Let’s talk about Fight Club

This is brings us to Sheva’s “Fight Club” piece on FemHype, which offers a more nuanced and interesting discussion of what violence means in the context of gaming. The piece wonders why it is that despite our ability to now craft incredible virtual worlds that violence is often retained as the core mechanic. Other things can be done, but still in a big open-world role-playing game like Fallout 3, you’ll be spending a great deal more time shooting giant ants and Super Mutants than, say, debating The Enclave on their lack of a constitutional mandate. At first, Sheva says, her reaction in conversation with others was to advocate for more choice even in violent games, but then she realized that even in a game where you can choose not to be violent, violence still informs the game world and how the player progresses. So even if violence doesn’t create violent video gamers why is there such an insistence on violence existing in games in the first place? Sheva writes:

“There is a growing multitude of games that don’t utilize violence as a central mechanic. Many of these are in the independent sector—The Stanley Parable, Papers, Please, and Never Alone are a few of my personal favorites. Telltale Games’ entire catalogue since the release of season one of The Walking Dead has had conversation and social maneuvering as the central game mechanic. Animal Crossing, The Sims, and Minecraft are all worldwide sensations made by what one would now consider to be AAA companies, and yet, since not one of these games has violence as a core mechanic, each and every one of them has been criticized as not being ‘game-y’ enough.”

Gone Home game

This gets us closer to what is going on, that there is a tendency for people to argue that games without violence as a central mechanic are not games. This a dangerous tactic often used in online debates to delegitimize the significant, artistic work done by independent game developers who are expanding the language of games. For example, although a game like Gone Home was widely praised by the gaming press and was a commercial success, there was a vocal group of gamers who argued that since Gone Home is about exploration and discovery it cannot be a real game. This is where we get to the root cause of the kind of online harassment we see too often on Twitter and other online spaces: the pernicious belief that games and other media should only have one form, and that they exist to cater to a single group of male gamers. As Sheva says in her article:

“Violence, goes the logic, is what makes a game masculine—and, by extension, being masculine is what makes a video game a video game.”
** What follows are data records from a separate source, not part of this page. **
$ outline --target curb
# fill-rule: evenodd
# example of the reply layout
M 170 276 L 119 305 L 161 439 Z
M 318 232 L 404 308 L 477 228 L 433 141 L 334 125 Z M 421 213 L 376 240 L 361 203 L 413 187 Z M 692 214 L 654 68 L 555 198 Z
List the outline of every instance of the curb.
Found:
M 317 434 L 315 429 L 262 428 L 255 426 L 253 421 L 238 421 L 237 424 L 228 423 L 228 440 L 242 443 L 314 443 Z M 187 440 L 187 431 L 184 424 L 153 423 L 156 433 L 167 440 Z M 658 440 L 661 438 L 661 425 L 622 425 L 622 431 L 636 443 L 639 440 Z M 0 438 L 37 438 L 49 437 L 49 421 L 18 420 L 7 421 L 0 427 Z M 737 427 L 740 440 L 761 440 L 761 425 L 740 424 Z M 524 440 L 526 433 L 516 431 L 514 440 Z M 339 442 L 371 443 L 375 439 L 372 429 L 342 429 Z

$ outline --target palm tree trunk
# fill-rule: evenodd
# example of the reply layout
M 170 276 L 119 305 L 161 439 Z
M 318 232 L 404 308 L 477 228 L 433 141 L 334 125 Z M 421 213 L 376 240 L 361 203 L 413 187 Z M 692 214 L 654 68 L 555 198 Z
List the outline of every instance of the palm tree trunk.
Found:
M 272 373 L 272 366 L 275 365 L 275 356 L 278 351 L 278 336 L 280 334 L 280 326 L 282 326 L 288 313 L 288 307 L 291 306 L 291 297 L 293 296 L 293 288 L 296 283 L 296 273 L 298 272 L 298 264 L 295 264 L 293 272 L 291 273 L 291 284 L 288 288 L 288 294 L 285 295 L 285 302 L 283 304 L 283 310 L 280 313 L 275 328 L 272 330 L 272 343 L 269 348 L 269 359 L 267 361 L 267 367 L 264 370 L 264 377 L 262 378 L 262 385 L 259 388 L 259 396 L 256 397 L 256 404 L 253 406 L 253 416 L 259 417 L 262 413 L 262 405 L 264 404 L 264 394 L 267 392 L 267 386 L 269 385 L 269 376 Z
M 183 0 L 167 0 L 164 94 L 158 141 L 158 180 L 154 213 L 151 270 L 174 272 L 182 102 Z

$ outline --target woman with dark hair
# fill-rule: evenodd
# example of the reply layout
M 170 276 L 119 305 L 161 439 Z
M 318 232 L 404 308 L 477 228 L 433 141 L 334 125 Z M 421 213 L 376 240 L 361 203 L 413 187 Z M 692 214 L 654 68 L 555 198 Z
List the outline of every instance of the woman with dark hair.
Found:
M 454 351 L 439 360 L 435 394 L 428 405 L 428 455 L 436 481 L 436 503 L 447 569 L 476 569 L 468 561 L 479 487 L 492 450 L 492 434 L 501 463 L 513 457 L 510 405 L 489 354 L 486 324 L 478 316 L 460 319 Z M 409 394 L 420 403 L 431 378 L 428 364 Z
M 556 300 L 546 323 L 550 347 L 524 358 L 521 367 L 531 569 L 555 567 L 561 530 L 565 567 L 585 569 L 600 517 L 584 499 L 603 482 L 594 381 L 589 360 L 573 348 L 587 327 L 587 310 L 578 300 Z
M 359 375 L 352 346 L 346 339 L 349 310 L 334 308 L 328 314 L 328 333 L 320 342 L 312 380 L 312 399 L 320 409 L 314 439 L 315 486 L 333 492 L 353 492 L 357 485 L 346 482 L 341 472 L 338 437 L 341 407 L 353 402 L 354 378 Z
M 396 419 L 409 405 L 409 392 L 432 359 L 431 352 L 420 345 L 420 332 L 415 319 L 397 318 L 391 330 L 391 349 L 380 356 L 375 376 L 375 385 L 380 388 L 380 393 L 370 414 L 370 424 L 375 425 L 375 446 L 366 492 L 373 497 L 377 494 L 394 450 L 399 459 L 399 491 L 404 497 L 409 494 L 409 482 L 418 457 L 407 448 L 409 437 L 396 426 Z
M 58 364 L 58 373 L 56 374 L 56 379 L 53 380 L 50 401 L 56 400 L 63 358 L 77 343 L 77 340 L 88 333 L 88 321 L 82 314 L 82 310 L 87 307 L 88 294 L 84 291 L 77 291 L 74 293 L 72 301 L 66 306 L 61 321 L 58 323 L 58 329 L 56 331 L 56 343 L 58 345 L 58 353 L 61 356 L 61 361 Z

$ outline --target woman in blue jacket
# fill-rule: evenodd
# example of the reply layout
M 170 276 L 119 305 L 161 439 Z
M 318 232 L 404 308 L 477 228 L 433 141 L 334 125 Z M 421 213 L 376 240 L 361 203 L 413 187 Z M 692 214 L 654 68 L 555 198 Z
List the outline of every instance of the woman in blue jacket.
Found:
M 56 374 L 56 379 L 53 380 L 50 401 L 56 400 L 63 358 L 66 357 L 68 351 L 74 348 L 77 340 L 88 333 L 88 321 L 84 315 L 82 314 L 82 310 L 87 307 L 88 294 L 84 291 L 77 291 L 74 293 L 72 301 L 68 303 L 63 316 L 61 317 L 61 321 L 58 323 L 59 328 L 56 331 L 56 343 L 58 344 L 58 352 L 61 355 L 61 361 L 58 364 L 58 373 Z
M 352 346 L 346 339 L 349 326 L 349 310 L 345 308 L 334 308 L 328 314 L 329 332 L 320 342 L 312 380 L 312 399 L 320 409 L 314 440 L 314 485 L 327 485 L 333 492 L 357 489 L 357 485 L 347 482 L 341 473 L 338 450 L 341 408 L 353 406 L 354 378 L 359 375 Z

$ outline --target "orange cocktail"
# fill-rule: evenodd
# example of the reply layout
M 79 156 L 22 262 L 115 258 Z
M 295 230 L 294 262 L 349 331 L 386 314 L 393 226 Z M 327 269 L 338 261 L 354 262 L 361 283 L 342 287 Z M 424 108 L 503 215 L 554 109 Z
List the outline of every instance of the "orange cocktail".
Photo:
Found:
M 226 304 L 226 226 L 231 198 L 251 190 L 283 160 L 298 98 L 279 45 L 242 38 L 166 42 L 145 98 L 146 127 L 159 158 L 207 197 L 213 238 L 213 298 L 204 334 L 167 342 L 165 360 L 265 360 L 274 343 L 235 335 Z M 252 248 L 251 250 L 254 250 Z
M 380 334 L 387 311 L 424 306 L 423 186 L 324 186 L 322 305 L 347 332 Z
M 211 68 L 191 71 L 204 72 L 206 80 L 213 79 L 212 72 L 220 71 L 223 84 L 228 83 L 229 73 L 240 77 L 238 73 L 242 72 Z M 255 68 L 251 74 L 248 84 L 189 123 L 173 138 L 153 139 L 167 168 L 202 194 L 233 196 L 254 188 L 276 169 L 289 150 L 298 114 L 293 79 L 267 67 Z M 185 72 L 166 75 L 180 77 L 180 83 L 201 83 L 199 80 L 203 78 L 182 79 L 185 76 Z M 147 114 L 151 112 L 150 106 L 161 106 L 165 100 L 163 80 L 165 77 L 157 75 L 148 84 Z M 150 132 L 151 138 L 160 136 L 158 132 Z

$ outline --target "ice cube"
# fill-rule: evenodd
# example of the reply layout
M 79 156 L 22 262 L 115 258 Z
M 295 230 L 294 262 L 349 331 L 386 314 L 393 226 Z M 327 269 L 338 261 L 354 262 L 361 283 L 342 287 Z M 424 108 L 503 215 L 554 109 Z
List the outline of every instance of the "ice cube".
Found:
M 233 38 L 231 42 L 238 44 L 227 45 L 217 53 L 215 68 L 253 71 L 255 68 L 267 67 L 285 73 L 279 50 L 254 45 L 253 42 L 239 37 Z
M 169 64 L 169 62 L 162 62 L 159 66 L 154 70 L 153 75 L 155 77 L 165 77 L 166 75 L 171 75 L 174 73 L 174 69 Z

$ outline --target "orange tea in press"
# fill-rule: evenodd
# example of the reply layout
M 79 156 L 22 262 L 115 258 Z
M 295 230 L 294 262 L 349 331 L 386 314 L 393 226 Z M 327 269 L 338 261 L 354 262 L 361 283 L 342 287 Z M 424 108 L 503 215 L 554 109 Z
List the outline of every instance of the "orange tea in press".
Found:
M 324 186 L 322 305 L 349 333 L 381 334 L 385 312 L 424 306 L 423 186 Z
It’s this belief system which causes women, persons of colour, and others to be attacked online for even suggesting that games should do more. One might say that it’s the players and not the game. The answer is both yes and no. This behaviour is informed by a specific kind of reactionary right-wing ideology — the same you find fighting against gay marriage, health care, or welfare. It’s the ideology that is against equality of any kind, that wishes to preserve one type of power and privilege for a limited group of people. This is the root of the “masculine fragility” that Sheva mentions in her article — it is an attempt to circumvent the greater equality afforded everyone within games and games culture through intimidation, fear, and harassment.
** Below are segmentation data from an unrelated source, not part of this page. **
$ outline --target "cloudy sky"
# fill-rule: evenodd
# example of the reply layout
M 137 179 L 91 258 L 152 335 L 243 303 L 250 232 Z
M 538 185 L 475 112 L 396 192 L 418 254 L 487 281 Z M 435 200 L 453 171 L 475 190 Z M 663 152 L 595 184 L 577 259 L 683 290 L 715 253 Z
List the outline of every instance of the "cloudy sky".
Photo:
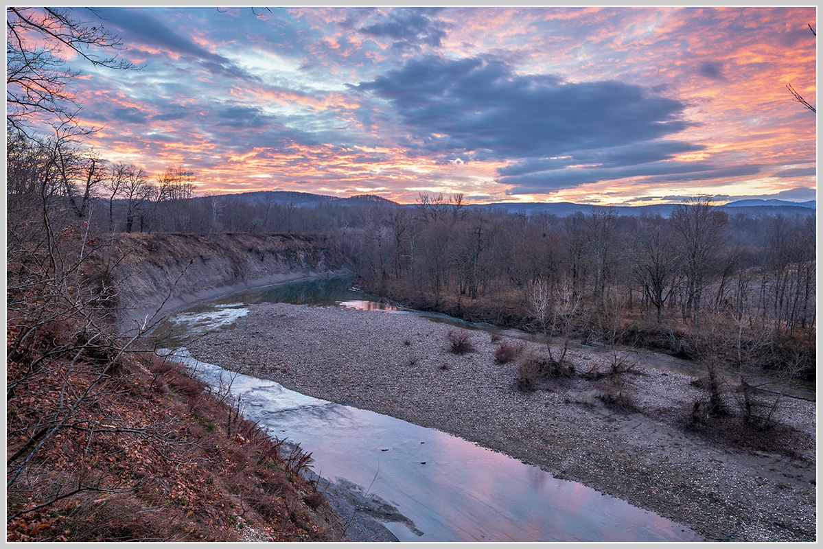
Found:
M 786 88 L 816 103 L 815 7 L 99 14 L 142 70 L 75 65 L 93 145 L 201 192 L 815 198 L 816 118 Z

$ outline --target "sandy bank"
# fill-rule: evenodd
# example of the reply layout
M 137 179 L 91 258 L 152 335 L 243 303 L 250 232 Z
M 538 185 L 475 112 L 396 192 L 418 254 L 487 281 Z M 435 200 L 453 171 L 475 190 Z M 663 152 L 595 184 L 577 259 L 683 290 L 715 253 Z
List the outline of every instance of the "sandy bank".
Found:
M 527 393 L 514 365 L 495 362 L 488 333 L 472 333 L 476 351 L 457 356 L 447 349 L 452 329 L 411 314 L 263 304 L 189 348 L 229 370 L 502 451 L 709 539 L 816 540 L 814 402 L 787 399 L 780 411 L 785 431 L 795 430 L 786 439 L 793 458 L 718 448 L 681 426 L 699 391 L 688 376 L 642 364 L 624 374 L 644 413 L 603 405 L 603 382 Z M 590 370 L 607 357 L 577 351 L 573 360 Z

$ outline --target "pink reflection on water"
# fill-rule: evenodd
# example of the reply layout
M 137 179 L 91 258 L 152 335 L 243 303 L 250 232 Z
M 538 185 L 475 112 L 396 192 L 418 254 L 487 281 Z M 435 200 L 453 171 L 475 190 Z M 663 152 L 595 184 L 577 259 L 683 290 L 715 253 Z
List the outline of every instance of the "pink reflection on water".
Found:
M 349 301 L 339 301 L 341 307 L 346 309 L 359 309 L 360 310 L 400 310 L 393 305 L 377 301 L 367 301 L 365 300 L 351 300 Z

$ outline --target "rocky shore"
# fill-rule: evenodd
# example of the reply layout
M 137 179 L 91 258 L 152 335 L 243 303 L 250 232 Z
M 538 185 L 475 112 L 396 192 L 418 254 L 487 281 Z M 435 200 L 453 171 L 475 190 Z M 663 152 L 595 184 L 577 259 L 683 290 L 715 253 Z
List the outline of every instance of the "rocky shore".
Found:
M 600 398 L 614 393 L 614 378 L 575 375 L 526 393 L 516 367 L 495 361 L 500 342 L 488 333 L 468 333 L 473 351 L 450 352 L 447 334 L 458 329 L 414 314 L 262 304 L 188 348 L 228 370 L 501 451 L 708 540 L 816 540 L 813 402 L 781 402 L 767 435 L 782 451 L 734 449 L 686 428 L 700 391 L 693 378 L 641 357 L 619 377 L 621 408 Z M 607 370 L 611 355 L 573 350 L 569 358 L 575 371 L 593 373 Z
Playing a violent game or making one or even enjoying one doesn’t make you a bad person, but seeing it as the only expressive form for games and then attacking other people for disagreeing with you certainly does. It is only through more sophisticated critical commentary, the building of new, diverse communities of game creators, the continued expansion of the expressive power of the medium, and actively challenging the social and economic structures that reproduce, support, and enable one limited point of view about games, that we will ensure that a safe space for both players and creators will be the norm rather than a pleasant exception.